To address the question whether siRNA-encapsulated nanoparticles could work in cartilage, the determination of the effective dose was firstly performed. Different doses of siRNA p47phox NPs—0.2, 0.4, and 0.8 µM—were applied to the MIA-induced OA (Supplementary Figure S1A). The mechanical thresholds were reduced in all dose dependent groups. As the lowest dose of 0.2 µM could reduce pain hypersensitivity, we used it for next investigations. Next, PLGA NPs that contained scrambled siRNA or p47phox siRNA were delivered to the cartilage via intra-articular injections. Because subchondral changes are closely associated with pain and are predictive of the severity of cartilage damage in OA [42], the present study assessed whether p47phox si_NPs could attenuate OA-related pain behavior by using the von Frey filament test. Compared to saline controls, MIA injections (2 mg/20 µL) induced mechanical allodynia in the ipsilateral paw. However, injections of p47phox si_PLGA NPs alleviated mechanical allodynia in MIA rats for up to 14 days after injection (Figure 4A).
Next, the present study investigated whether p47phox si_NPs could attenuate the loss of proteoglycan and calcification of articular cartilage on day 3 after MIA injection. Compared to scrambled siRNA-loaded NPs, treatment with p47phox si_NPs reduced the thickness of the subchondral bone plate and attenuated the loss of cartilage lacunae (Figure 4B). To observe whether MIA treatment affected cell viability, the human primary chondrocyte cells were incubated alone or in the presence of 5 µM MIA for 6 or 24 h. Following treatment, the viability of the cells was decreased to approximately 30% of their pre-treatment levels (Figure 4C). These results further support the idea that MIA-mediated OA could increase chondrocytic cell death in OA, and ROS production was examined in the MIA-injected joints of rats that received p47phox si_NPs. DHE staining revealed that administration of p47phox si_NPs attenuated ROS production in cartilage (Figure 4D,E). Taken together, these findings suggested that the inhibition of p47phox attenuated pain behaviors, cartilage damage, and ROS production in knee joints with MIA-induced OA.

4. Discussion

The signaling pathways by which ROS contribute to the pathophysiology of OA are complex and require further investigation. In general, antioxidant therapies are inefficient treatments for the relief of OA symptoms, whereas antioxidant drugs have shown promising in vitro results; thus, further human studies are required.

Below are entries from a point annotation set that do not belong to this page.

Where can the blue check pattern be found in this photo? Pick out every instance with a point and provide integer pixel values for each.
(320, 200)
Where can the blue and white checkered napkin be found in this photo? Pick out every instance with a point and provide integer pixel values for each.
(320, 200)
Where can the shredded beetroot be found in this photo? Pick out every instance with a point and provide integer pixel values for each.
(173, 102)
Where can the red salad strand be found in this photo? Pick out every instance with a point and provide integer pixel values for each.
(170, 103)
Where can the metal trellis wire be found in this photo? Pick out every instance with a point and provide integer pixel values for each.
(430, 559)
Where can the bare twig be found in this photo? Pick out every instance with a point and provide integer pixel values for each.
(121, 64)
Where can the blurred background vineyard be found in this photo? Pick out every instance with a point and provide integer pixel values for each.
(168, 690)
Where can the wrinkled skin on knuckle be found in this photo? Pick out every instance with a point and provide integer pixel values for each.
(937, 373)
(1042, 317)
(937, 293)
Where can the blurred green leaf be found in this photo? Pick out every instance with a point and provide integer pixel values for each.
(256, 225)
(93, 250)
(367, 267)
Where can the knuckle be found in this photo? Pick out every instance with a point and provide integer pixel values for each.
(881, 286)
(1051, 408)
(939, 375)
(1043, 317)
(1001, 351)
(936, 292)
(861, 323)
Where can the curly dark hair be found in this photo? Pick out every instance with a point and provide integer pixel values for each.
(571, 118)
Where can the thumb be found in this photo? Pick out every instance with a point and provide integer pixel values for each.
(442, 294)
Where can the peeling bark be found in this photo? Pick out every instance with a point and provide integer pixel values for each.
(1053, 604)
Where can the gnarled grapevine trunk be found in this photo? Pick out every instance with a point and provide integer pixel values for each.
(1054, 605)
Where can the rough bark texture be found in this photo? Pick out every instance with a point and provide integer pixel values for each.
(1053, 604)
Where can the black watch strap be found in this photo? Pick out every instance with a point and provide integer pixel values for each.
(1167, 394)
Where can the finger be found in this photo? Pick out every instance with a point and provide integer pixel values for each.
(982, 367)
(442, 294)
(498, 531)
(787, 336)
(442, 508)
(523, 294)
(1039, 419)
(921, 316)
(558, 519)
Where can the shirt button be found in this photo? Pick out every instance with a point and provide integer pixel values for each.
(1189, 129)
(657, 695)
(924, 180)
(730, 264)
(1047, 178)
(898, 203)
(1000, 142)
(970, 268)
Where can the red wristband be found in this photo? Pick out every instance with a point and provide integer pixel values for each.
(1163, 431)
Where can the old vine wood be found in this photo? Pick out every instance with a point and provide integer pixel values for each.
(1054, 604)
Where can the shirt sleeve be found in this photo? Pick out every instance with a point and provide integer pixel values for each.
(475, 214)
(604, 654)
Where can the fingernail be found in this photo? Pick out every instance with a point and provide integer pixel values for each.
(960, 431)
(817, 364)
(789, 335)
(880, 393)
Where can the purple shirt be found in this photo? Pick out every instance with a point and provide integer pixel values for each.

In the present study, MIA-induced OA chondrocytes produced ROS, a result that is consistent with findings from MIA-treated human chondrocytes. Excessive ROS production causes apoptotic cell death in OA chondrocytes; once induced, ROS are synthesized at a constant rate for a substantial period of time. The present results demonstrated a marked increase in the release of ROS in MIA-induced OA chondrocytes. Excessive levels of intracellular ROS are due to oxidative stress and enhanced levels of oxidative markers, which are the primary causes of cell damage and death. Thus, the inhibition of ROS-mediated injuries can reduce oxidative stress, protect chondrocytes, and treat OA. The present results demonstrated that the suppression of MIA-mediated injuries attenuated oxidative stress and protected chondrocytes. Therefore, the present findings contribute to the expanding understanding of proteins that are involved in the regulation of p47phox activation, and they also provide further insights regarding possible mechanisms that are involved in the regulation of cellular fates following OA.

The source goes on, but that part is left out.